Participants will not receive risankizumab as part of this study. Maternal and fetal outcomes during pregnancy for female participants who received risankizumab or other treatment will be followed for and up to 1 year after delivery

There may be a higher burden for participants in this study compared to standard of care. Participants will attend visits determined by HCPs during the study at a hospital or clinic. The pregnancy outcomes including side effects will be collected during routine clinical care.

Eligibility

Inclusion Criteria:

Risankizumab-Exposed Cohort

• US resident.
• Current pregnancy.
• Diagnosis of plaque psoriasis.
• Exposure to risankizumab at any time during pregnancy (at least 1 dose during pregnancy or within 20 weeks prior to conception).

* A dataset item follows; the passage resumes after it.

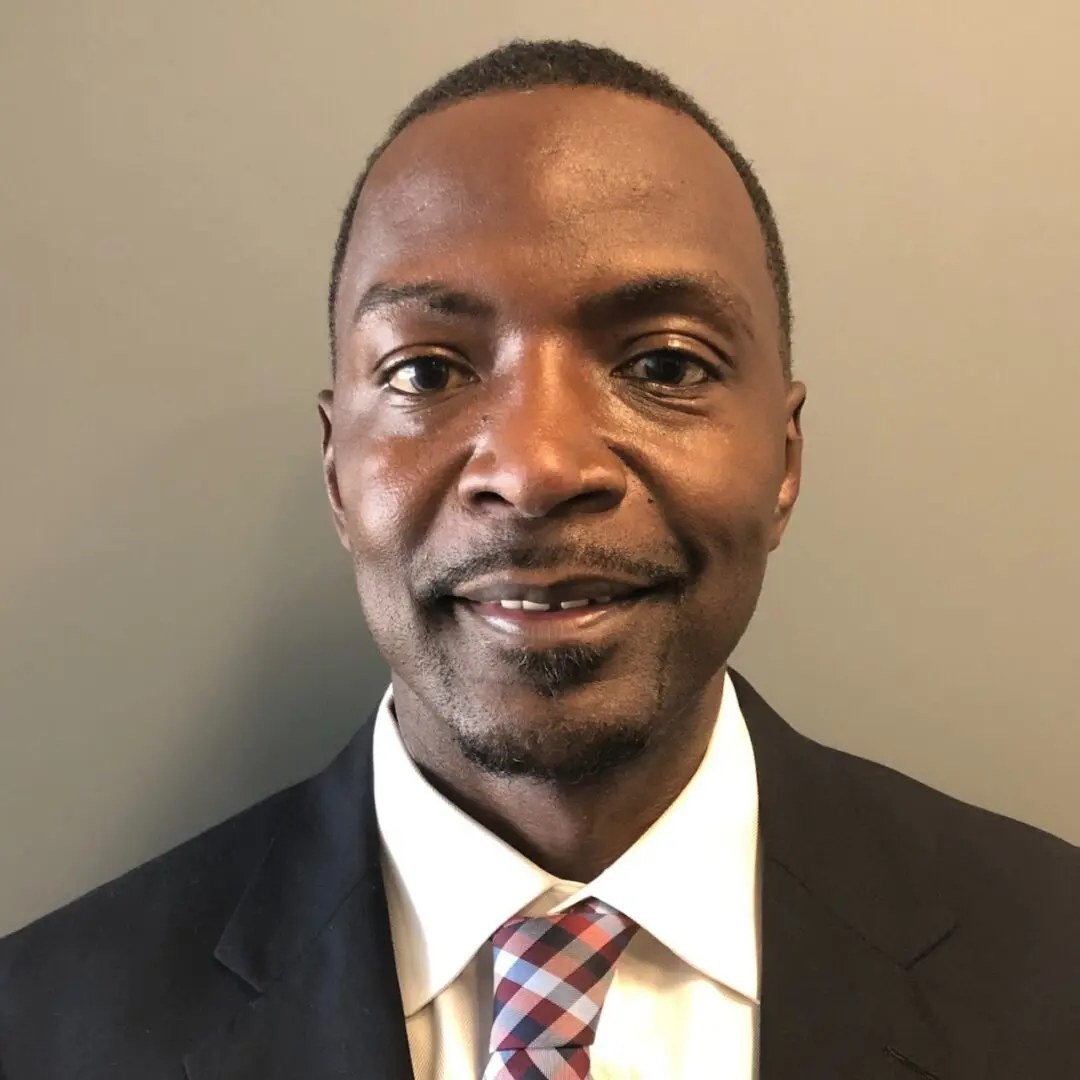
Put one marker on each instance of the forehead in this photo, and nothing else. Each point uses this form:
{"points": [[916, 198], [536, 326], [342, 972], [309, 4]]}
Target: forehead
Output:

Diseased Comparison Cohort

• US resident.
• Current pregnancy.
• Diagnosis of plaque psoriasis.
• Exposure to other medications in the same class or line of therapy as risankizumab (TNF inhibitors, IL-17 inhibitors, IL-12/23 inhibitor, and other IL-23 inhibitors) at any time during pregnancy (at least 1 dose during pregnancy or prior to pregnancy within a specified time period based on the product's half-life).

Exclusion Criteria:

Risankizumab-Exposed Cohort

• Exposure to other medications in the same class or line of therapy as risankizumab (TNF inhibitors, IL-17 inhibitors, IL-12/23 inhibitor, and other IL-23 inhibitors) at any time during pregnancy (at least 1 dose during pregnancy or prior to pregnancy within a specified time period based on the product's half-life).
• Exposure to known teratogens and/or investigational medications during pregnancy (at least 1 dose during pregnancy or prior to pregnancy within a specified time period based on the product's half-life).
• Diagnostic prenatal test results known prior to first contact with the registry coordination center (RCC).
• Inclusion in the analysis population for a prior pregnancy.

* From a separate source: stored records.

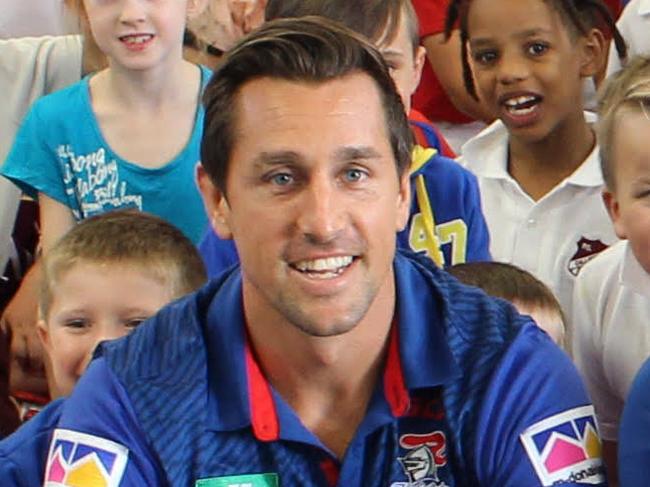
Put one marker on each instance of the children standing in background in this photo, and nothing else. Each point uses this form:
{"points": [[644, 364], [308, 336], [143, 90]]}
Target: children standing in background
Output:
{"points": [[612, 295], [538, 164], [127, 136], [100, 281], [527, 293]]}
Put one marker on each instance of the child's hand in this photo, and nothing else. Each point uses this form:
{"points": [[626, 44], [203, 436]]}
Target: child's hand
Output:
{"points": [[26, 370]]}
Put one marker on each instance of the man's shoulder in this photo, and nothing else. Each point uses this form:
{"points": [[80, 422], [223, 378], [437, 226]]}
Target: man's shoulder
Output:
{"points": [[164, 342], [22, 454]]}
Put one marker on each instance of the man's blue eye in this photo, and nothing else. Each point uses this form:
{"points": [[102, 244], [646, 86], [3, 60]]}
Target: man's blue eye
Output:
{"points": [[282, 179], [485, 57], [537, 48]]}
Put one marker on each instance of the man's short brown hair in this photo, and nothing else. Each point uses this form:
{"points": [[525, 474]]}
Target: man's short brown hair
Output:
{"points": [[628, 91], [126, 237], [378, 20], [509, 282], [307, 50]]}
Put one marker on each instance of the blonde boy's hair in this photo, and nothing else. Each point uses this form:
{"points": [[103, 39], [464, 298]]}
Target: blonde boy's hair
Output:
{"points": [[627, 91], [126, 237]]}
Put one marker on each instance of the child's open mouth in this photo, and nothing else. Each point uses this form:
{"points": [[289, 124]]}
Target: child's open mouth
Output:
{"points": [[136, 41]]}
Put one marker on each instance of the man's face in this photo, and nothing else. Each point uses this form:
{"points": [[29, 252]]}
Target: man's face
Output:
{"points": [[313, 202], [629, 204]]}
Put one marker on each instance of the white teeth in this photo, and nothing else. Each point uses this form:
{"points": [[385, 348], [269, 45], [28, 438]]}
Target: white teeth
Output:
{"points": [[521, 111], [520, 100], [329, 265]]}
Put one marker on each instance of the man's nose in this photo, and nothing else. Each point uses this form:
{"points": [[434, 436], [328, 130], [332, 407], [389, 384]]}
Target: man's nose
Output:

Diseased Comparison Cohort

• Exposure to risankizumab at any time during pregnancy (at least 1 dose during pregnancy or within 20 weeks prior to conception).
• Exposure to known teratogens and/or investigational medications during pregnancy (at least 1 dose during pregnancy or prior to pregnancy within a specified time period based on the product's half-life).
• Diagnostic prenatal test results known prior to first contact with the RCC.
• Inclusion in the analysis population for a prior pregnancy.